Teacher training must be aligned with the demands of the 21st century
Educators need training and constant evolution of their skills, content and methodologies to ensure that learning is meaningful to students
In order for children and adolescents to develop their full potential in a world in constant transformation, as important as the content they learn throughout their school lives, it is the development of socio-emotional skills and abilities in line with the demands of the 21st century. “These characteristics will shape the way they will face the changes they will be subject to. Creativity, critical thinking, proactivity, persistence, resilience and adaptability, among others, are and will be essential attributes ”, says Bruno Gebara, director of operations at Camino Education.
According to him, in the same way that these skills have changed radically, teachers need to be in constant training and evolution, be it in their skills, content or methodologies, to ensure that the learning process is meaningful for students.

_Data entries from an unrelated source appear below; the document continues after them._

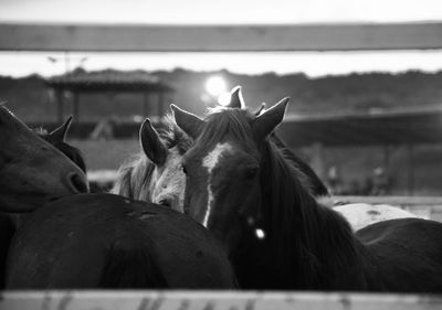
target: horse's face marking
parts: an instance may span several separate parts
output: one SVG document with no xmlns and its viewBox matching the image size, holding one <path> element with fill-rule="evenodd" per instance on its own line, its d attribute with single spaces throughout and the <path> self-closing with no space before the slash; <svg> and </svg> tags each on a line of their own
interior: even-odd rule
<svg viewBox="0 0 442 310">
<path fill-rule="evenodd" d="M 207 182 L 207 210 L 202 221 L 202 225 L 208 227 L 211 206 L 213 204 L 213 192 L 212 192 L 212 179 L 213 179 L 213 170 L 219 164 L 220 158 L 224 157 L 232 152 L 232 146 L 229 142 L 225 143 L 218 143 L 213 150 L 211 150 L 203 159 L 202 159 L 202 167 L 207 169 L 208 173 L 208 182 Z"/>
<path fill-rule="evenodd" d="M 165 164 L 156 165 L 150 181 L 149 201 L 165 204 L 183 212 L 186 174 L 181 169 L 181 158 L 177 147 L 169 149 Z"/>
<path fill-rule="evenodd" d="M 61 151 L 0 106 L 0 205 L 33 211 L 51 197 L 87 191 L 86 177 Z"/>
<path fill-rule="evenodd" d="M 248 220 L 257 222 L 259 157 L 245 151 L 234 139 L 227 139 L 208 150 L 189 151 L 183 163 L 185 211 L 224 245 L 234 246 Z"/>
</svg>

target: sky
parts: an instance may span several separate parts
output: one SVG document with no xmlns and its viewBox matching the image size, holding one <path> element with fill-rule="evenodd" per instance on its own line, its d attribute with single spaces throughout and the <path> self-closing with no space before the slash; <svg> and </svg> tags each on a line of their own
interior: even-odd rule
<svg viewBox="0 0 442 310">
<path fill-rule="evenodd" d="M 1 22 L 148 23 L 148 24 L 284 24 L 317 22 L 442 21 L 440 0 L 0 0 Z M 52 61 L 49 60 L 52 58 Z M 69 60 L 69 61 L 67 61 Z M 28 53 L 0 52 L 0 74 L 43 76 L 67 67 L 86 70 L 225 68 L 234 73 L 309 76 L 350 72 L 442 70 L 442 52 L 329 53 Z"/>
</svg>

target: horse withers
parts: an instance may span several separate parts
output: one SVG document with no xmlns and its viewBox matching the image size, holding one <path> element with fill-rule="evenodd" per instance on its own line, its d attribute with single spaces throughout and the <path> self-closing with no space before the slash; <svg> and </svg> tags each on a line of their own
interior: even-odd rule
<svg viewBox="0 0 442 310">
<path fill-rule="evenodd" d="M 0 210 L 31 212 L 88 191 L 84 172 L 0 106 Z"/>
<path fill-rule="evenodd" d="M 114 194 L 36 210 L 15 233 L 7 289 L 232 289 L 222 247 L 189 216 Z"/>
<path fill-rule="evenodd" d="M 391 220 L 355 234 L 269 138 L 287 104 L 257 117 L 219 108 L 204 119 L 172 107 L 194 139 L 182 159 L 185 212 L 223 243 L 240 286 L 442 292 L 442 224 Z"/>
</svg>

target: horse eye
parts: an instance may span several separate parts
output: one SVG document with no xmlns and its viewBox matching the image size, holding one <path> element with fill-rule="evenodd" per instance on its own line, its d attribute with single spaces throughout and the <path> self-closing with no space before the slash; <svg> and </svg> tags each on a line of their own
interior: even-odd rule
<svg viewBox="0 0 442 310">
<path fill-rule="evenodd" d="M 249 179 L 249 180 L 255 178 L 259 170 L 260 170 L 260 169 L 259 169 L 257 167 L 248 168 L 248 169 L 245 170 L 245 178 Z"/>
<path fill-rule="evenodd" d="M 181 164 L 181 169 L 182 169 L 182 172 L 185 172 L 185 174 L 187 174 L 187 168 L 186 168 L 186 164 Z"/>
</svg>

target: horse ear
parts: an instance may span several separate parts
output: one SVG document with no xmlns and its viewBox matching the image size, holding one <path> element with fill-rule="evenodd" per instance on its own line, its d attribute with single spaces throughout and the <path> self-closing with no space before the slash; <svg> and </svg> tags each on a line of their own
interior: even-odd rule
<svg viewBox="0 0 442 310">
<path fill-rule="evenodd" d="M 232 89 L 230 95 L 229 108 L 245 109 L 244 99 L 242 98 L 241 86 L 236 86 Z"/>
<path fill-rule="evenodd" d="M 157 130 L 151 126 L 148 118 L 139 128 L 139 142 L 141 149 L 156 165 L 162 165 L 167 159 L 167 148 L 159 139 Z"/>
<path fill-rule="evenodd" d="M 64 142 L 64 140 L 66 139 L 67 130 L 71 127 L 71 122 L 72 122 L 72 115 L 66 119 L 66 121 L 62 126 L 55 128 L 50 133 L 48 133 L 46 140 L 51 143 Z"/>
<path fill-rule="evenodd" d="M 254 116 L 260 116 L 265 109 L 265 103 L 261 104 L 261 107 L 254 113 Z"/>
<path fill-rule="evenodd" d="M 257 140 L 264 139 L 283 121 L 288 100 L 290 98 L 282 99 L 253 120 L 252 130 Z"/>
<path fill-rule="evenodd" d="M 173 111 L 173 118 L 177 125 L 192 139 L 197 139 L 201 132 L 202 126 L 204 125 L 204 120 L 194 114 L 180 109 L 176 105 L 170 105 L 170 108 Z"/>
</svg>

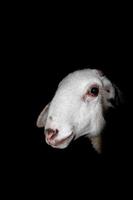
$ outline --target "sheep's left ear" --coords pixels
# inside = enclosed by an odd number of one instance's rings
[[[48,109],[49,109],[49,104],[45,106],[45,108],[42,110],[40,115],[37,118],[36,125],[38,128],[45,127],[47,116],[48,116]]]
[[[124,102],[123,95],[120,89],[116,85],[113,85],[113,86],[115,89],[114,105],[119,106],[120,104]]]
[[[101,135],[90,137],[91,144],[97,153],[102,153],[102,137]]]

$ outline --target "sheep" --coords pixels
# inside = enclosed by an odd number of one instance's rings
[[[74,71],[59,83],[52,101],[38,116],[37,127],[44,127],[46,143],[53,148],[66,148],[72,140],[86,136],[101,153],[104,113],[114,106],[119,92],[100,70]]]

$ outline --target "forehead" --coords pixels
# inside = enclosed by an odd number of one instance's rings
[[[66,76],[59,84],[60,89],[82,89],[87,84],[99,83],[100,75],[97,70],[84,69]]]

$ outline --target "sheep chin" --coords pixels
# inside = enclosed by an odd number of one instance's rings
[[[57,141],[55,144],[50,144],[50,146],[57,149],[65,149],[73,139],[74,139],[74,134],[72,132],[67,138]]]

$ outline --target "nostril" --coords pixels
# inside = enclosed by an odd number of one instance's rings
[[[50,128],[46,129],[47,138],[50,140],[54,139],[57,136],[58,132],[59,132],[58,129],[56,129],[56,130],[53,130]]]

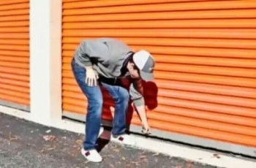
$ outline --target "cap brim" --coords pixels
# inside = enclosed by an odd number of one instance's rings
[[[146,73],[146,72],[144,72],[143,71],[140,71],[140,77],[143,80],[145,80],[146,82],[154,80],[153,73]]]

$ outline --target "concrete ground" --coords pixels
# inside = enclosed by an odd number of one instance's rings
[[[83,139],[82,134],[0,113],[0,168],[214,167],[104,140],[99,140],[103,162],[90,163],[80,153]]]

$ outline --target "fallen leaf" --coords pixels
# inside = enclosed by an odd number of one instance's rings
[[[115,152],[117,152],[117,153],[119,152],[119,150],[118,150],[118,149],[113,149],[113,150],[114,150]]]
[[[188,168],[192,168],[193,167],[193,164],[190,161],[187,162],[187,166]]]
[[[140,159],[144,159],[144,158],[146,158],[146,156],[140,156]]]
[[[219,154],[214,153],[214,156],[216,157],[216,158],[217,158],[217,159],[220,159],[220,156],[219,156]]]
[[[53,141],[56,139],[56,137],[53,135],[45,135],[43,138],[45,141]]]
[[[12,136],[11,134],[9,135],[9,140],[12,141],[12,140],[18,140],[19,137],[18,136]]]
[[[53,147],[53,148],[48,148],[47,150],[50,151],[50,150],[55,150],[56,148],[56,147]]]
[[[81,140],[77,140],[75,142],[76,142],[78,145],[79,145],[80,146],[81,146],[81,145],[83,145],[83,141],[81,141]]]

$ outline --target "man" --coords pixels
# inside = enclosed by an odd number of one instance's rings
[[[135,144],[135,140],[125,134],[129,95],[146,134],[149,133],[141,83],[141,79],[154,79],[154,60],[149,53],[134,53],[122,42],[111,38],[83,40],[75,52],[72,67],[89,103],[86,137],[81,150],[89,161],[102,161],[96,150],[103,102],[99,86],[109,92],[116,104],[111,139],[124,145]],[[122,85],[121,78],[130,79],[129,92]]]

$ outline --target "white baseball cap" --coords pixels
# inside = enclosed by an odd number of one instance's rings
[[[146,50],[139,50],[133,55],[133,61],[140,69],[140,75],[145,81],[154,80],[155,61],[153,56]]]

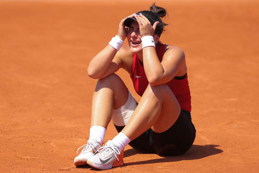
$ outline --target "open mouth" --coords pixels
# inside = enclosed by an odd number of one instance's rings
[[[133,44],[135,44],[135,45],[137,45],[138,44],[140,44],[140,42],[134,42],[134,41],[131,41],[131,43]]]

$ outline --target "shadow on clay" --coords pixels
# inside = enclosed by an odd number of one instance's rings
[[[223,150],[215,148],[219,146],[219,145],[206,145],[205,146],[193,145],[187,152],[182,155],[175,156],[159,156],[164,158],[144,161],[125,163],[123,166],[130,165],[170,162],[183,160],[199,159],[223,152]],[[129,157],[140,153],[137,150],[132,149],[124,152],[123,157]]]
[[[223,150],[215,148],[219,146],[219,145],[206,145],[205,146],[193,145],[191,148],[186,153],[182,155],[175,156],[159,156],[162,157],[164,158],[156,159],[144,161],[125,163],[124,165],[122,167],[127,165],[149,164],[159,163],[171,162],[181,160],[199,159],[223,152]],[[123,157],[130,157],[137,154],[140,153],[146,154],[140,152],[134,149],[131,149],[124,151]],[[149,154],[146,153],[146,154]],[[89,165],[77,166],[76,167],[79,168],[90,168],[91,170],[93,170],[95,171],[101,171],[95,169]]]

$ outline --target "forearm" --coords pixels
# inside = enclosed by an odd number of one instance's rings
[[[159,80],[164,70],[157,57],[155,48],[147,47],[143,49],[144,69],[148,82],[152,84]]]
[[[92,78],[100,78],[107,70],[117,51],[108,44],[90,61],[87,69],[88,75]]]

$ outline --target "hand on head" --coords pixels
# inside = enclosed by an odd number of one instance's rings
[[[159,22],[155,22],[152,26],[148,19],[142,14],[140,13],[139,16],[135,13],[133,15],[139,25],[139,30],[141,37],[148,36],[153,36],[156,26],[159,23]]]
[[[134,17],[134,16],[133,14],[129,16],[122,20],[119,24],[119,28],[117,35],[122,40],[125,40],[126,37],[127,37],[127,32],[129,28],[128,27],[126,27],[123,24],[124,21],[128,17]]]

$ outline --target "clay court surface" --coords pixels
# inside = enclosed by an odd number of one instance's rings
[[[89,63],[154,1],[0,1],[0,172],[97,170],[73,164],[89,135]],[[169,14],[160,40],[185,54],[196,138],[177,156],[128,145],[104,171],[259,172],[259,1],[156,2]],[[110,123],[105,141],[117,134]]]

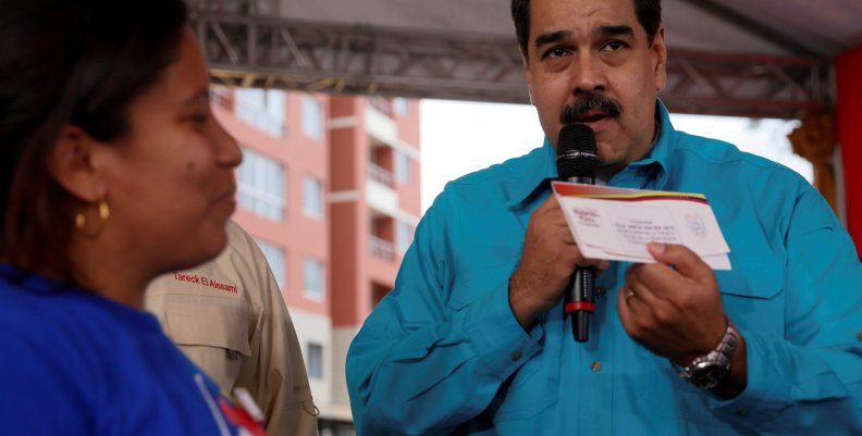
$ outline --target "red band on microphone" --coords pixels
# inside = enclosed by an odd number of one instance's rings
[[[571,313],[576,310],[582,310],[584,312],[595,312],[595,303],[587,302],[587,301],[574,301],[566,303],[566,313]]]

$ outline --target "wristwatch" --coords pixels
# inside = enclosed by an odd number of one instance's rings
[[[739,344],[739,331],[730,320],[727,320],[727,329],[714,350],[706,356],[694,359],[688,366],[674,364],[677,374],[688,383],[701,389],[712,389],[730,372],[730,359],[734,357]]]

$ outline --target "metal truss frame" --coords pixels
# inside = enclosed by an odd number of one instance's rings
[[[514,36],[443,34],[194,11],[214,83],[313,92],[528,103]],[[832,65],[672,50],[673,112],[797,119],[832,105]]]

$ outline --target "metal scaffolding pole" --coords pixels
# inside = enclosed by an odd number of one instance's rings
[[[250,4],[250,3],[249,3]],[[193,12],[214,83],[241,87],[527,103],[515,37]],[[257,8],[259,9],[259,8]],[[670,50],[673,112],[796,119],[830,107],[828,62]]]

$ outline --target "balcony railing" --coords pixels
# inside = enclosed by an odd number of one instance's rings
[[[392,172],[383,169],[382,166],[375,163],[368,164],[368,177],[381,185],[389,187],[393,186]]]
[[[371,256],[374,258],[380,258],[387,261],[395,259],[394,245],[378,236],[371,235],[369,240],[369,250]]]

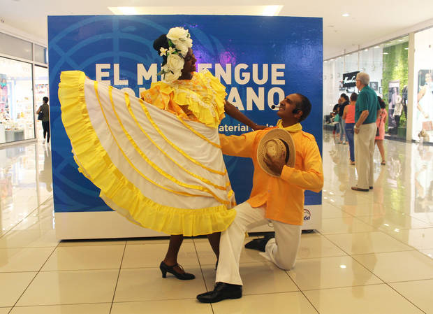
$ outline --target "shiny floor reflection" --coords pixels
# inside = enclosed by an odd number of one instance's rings
[[[195,299],[215,276],[205,239],[182,246],[188,282],[161,278],[167,240],[59,243],[50,148],[0,150],[0,313],[433,313],[433,147],[385,147],[374,189],[354,192],[348,147],[325,133],[322,225],[302,234],[296,266],[244,250],[244,297],[212,306]]]

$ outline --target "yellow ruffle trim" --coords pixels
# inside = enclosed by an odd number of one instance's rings
[[[226,206],[198,209],[163,206],[146,197],[126,179],[112,164],[93,129],[85,99],[85,80],[83,72],[61,73],[61,120],[79,171],[101,189],[110,207],[119,208],[119,213],[142,227],[168,234],[191,236],[226,229],[235,215]],[[190,197],[193,204],[193,197]]]
[[[153,83],[151,88],[168,96],[173,92],[173,101],[179,106],[187,106],[199,122],[210,127],[218,127],[225,117],[226,87],[209,71],[194,73],[191,80]]]

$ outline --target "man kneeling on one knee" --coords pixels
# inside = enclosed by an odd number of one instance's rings
[[[254,164],[249,199],[235,208],[236,217],[221,234],[214,290],[197,296],[200,302],[218,302],[242,295],[239,260],[245,232],[272,222],[274,237],[256,241],[258,250],[282,269],[295,266],[304,215],[304,191],[323,186],[322,159],[314,136],[300,122],[311,104],[300,94],[279,104],[277,127],[241,136],[220,134],[223,153],[249,157]]]

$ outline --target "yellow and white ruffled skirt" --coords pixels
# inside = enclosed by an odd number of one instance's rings
[[[110,208],[168,234],[209,234],[232,222],[235,198],[217,129],[78,71],[61,73],[59,99],[78,169]]]

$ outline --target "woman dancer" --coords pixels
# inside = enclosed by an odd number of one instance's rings
[[[112,208],[172,235],[160,269],[163,278],[168,272],[181,280],[195,278],[177,264],[184,236],[208,235],[218,257],[219,232],[234,218],[217,130],[224,112],[264,128],[225,100],[224,86],[210,73],[195,72],[191,47],[180,27],[155,41],[163,81],[152,83],[142,99],[79,71],[63,72],[59,91],[80,171]]]
[[[142,99],[178,117],[211,127],[219,124],[223,117],[223,112],[226,112],[254,130],[264,128],[254,123],[233,104],[224,100],[226,95],[225,87],[210,72],[196,72],[197,59],[191,46],[189,34],[180,27],[171,29],[167,35],[161,35],[154,42],[154,48],[163,57],[161,74],[164,80],[152,83],[149,90],[142,93]],[[195,97],[200,100],[197,101]],[[206,102],[205,99],[209,97],[216,97],[216,104],[210,104],[214,106],[216,115],[210,115],[206,105],[200,103]],[[220,235],[220,232],[207,235],[217,258]],[[182,275],[184,271],[177,265],[177,253],[183,238],[182,234],[170,236],[168,251],[160,265],[163,274],[168,271],[179,278],[192,277],[187,273]]]

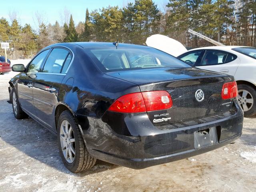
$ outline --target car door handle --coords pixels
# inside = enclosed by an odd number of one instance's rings
[[[228,69],[222,69],[220,71],[222,73],[227,73],[229,72],[229,70]]]
[[[52,91],[53,92],[54,92],[56,91],[56,89],[55,88],[53,88],[53,87],[49,87],[48,88],[48,90],[49,91]]]

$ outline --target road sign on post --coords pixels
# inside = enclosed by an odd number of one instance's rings
[[[7,55],[6,54],[6,49],[10,48],[9,43],[2,42],[1,43],[1,48],[4,49],[4,54],[5,54],[5,62],[7,62]]]

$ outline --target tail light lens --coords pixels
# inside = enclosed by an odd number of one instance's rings
[[[221,97],[222,99],[228,99],[237,96],[237,85],[236,82],[224,83],[222,86]]]
[[[148,91],[142,94],[147,111],[163,110],[172,106],[172,100],[167,91]]]
[[[117,99],[109,111],[122,113],[137,113],[163,110],[172,106],[172,100],[166,91],[133,93]]]
[[[141,93],[124,95],[117,99],[108,108],[109,111],[121,113],[138,113],[146,111]]]

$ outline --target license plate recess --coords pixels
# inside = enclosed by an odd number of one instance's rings
[[[195,148],[212,145],[218,142],[216,127],[195,131],[194,136]]]

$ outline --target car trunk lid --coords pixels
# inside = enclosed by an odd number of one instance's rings
[[[173,103],[171,108],[147,112],[156,125],[221,115],[233,107],[234,99],[223,100],[221,96],[223,84],[234,81],[231,76],[195,68],[142,69],[107,74],[138,84],[142,92],[164,90],[169,93]]]

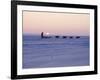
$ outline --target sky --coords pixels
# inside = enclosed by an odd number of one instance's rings
[[[90,15],[84,13],[59,13],[23,11],[23,33],[88,36]]]

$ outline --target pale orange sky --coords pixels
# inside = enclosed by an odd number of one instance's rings
[[[89,35],[90,15],[23,11],[24,34]]]

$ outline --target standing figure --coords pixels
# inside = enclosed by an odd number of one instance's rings
[[[43,36],[43,32],[41,33],[41,38],[44,38],[44,36]]]

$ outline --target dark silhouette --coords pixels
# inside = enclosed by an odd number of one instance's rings
[[[41,33],[41,38],[51,38],[51,36],[44,36],[44,32]]]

The traditional model of education, in which the teacher holds knowledge and the student passively learns contents that are not relevant to his life, is not sufficient for the current reality. “In a world where content is available on an Internet search engine, the teaching process cannot be limited to the transmission of content, at the risk of becoming useless. Therefore, the teacher needs to continue in his constant training to develop the skills and knowledge necessary to be able to form individuals capable of asking good questions to solve real-world problems, applying the knowledge built in the classroom or outside it ”, says Gebara.
In this sense, there is a major shift in the role of the teacher and education, from a teacher-centered model to a student-centered model, from mass teaching to personalized learning experiences, from the focus on content to the focus on competencies integrated with content from passive to active learning.
In this teaching method, students are involved in the learning process, in which research takes on a central role and the teacher acts as a facilitator and not a provider of information. Students apply knowledge in real-life situations, while developing socio-emotional skills, such as communication and collaboration.
“The teacher needs to be an agent of innovation, imbued with a sense of eternal apprentice, who seeks new methodologies and knowledge to bring learning experiences that are meaningful to his students”, completes the director.